The best part about road-trips in India is that you would be sure to run into something that would pique your curiosity. On a recent trip we ran into a bunch of toddy tappers and had a chance to see them do their work. Apparently they start collecting only between 7-10am and the rest of the day they go about selling the toddy on a bicycle.
Extracts from wiki below:
Palm wine also called palm toddy also called “kallu”, or simply toddy, is an alcoholic beverage created from the sap of various species of palm tree such as the palmyra, and coconut palms. This drink is common in various parts of Asia andAfrica, and goes by various names
The sap is extracted and collected by a tapper. Typically the sap is collected from the cut flower of the palm tree. A container is fastened to the flower stump to collect the sap. The white liquid that initially collects tends to be very sweet and non-alcoholic before it is fermented.
In parts of India, the unfermented sap is called neera (padaneer in Tamil Nadu) and is refrigerated, stored and distributed by semi-government agencies. A little lime is added to the sap to prevent it from fermenting. Neera is said to contain many nutrients including potash. Palm sap begins fermenting immediately after collection, due to natural yeasts in the air (often spurred by residual yeast left in the collecting container). Within two hours, fermentation yields an aromatic wine of up to 4% alcohol content, mildly intoxicating and sweet. The wine may be allowed to ferment longer, up to a day, to yield a stronger, more sour and acidic taste, which some people prefer. Longer fermentation produces vinegar instead of stronger wine. Tamil Sangam literature contains many references to Toddy (kallu) and Tirukkuṛaḷ contains a chapter on “Abhorrence of Toddy”.
In Karnataka, India, palm wine is usually available at toddy shops (known as Kalitha Gadang in Tulu, Kallu Dukanam in Telugu, Kallu Angadi in Kannada or “Liquor Shop” in English). In Tamil Nadu, this beverage is currently banned, though the legality fluctuates with politics. In the absence of legal toddy, moonshine distillers of arrack often sell methanol-contaminated alcohol, which can have lethal consequences. To discourage this practice, authorities have pushed for inexpensive “Indian Made Foreign Liquor” (IMFL), much to the dismay of toddy tappers.
In the state of Andhra Pradesh (India), toddy is a popular drink in rural parts. The kallu is collected, distributed and sold by the people of a particular caste called Goud or Gamalla(Goundla). It is a big business in the cities of those districts. In villages, people drink it every day after work.

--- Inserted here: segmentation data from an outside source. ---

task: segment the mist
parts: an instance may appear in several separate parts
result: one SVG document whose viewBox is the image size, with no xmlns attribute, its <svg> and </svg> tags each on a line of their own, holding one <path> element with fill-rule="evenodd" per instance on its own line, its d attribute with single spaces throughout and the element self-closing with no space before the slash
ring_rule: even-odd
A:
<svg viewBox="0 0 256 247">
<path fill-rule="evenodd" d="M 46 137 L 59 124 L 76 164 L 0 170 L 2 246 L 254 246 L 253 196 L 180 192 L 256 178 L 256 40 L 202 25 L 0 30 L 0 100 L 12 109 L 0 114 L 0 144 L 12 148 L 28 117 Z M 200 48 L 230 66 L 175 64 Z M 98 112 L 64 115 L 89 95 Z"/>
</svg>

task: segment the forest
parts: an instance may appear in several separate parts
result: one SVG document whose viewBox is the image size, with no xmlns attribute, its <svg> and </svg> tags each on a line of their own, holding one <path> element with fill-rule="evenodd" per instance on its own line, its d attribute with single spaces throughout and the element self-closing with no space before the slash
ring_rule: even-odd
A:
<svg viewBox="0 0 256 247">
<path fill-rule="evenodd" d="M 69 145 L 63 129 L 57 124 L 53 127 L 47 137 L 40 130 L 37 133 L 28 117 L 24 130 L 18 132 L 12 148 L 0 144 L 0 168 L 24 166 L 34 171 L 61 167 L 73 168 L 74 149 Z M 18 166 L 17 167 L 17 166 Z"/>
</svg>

There are two main types of kallu in Andhra Pradesh, namely Thadi Kallu (from Toddy Palmyra trees) and Eetha Kallu (from silver date palms). Eetha Kallu is very sweet and less intoxicating, whereas Thati Kallu is stronger (sweet in the morning, becoming sour to bitter-sour in the evening) and is highly intoxicating. People enjoy kallu right at the trees where it is brought down. They drink out of leaves by holding them to their mouths while the Goud pours the kallu from the binki (kallu pot). There are different types of toddy (kallu) according to the season: 1. poddathadu, 2. parpudthadu, 3. pandudthadu, and 4. mogadthadu.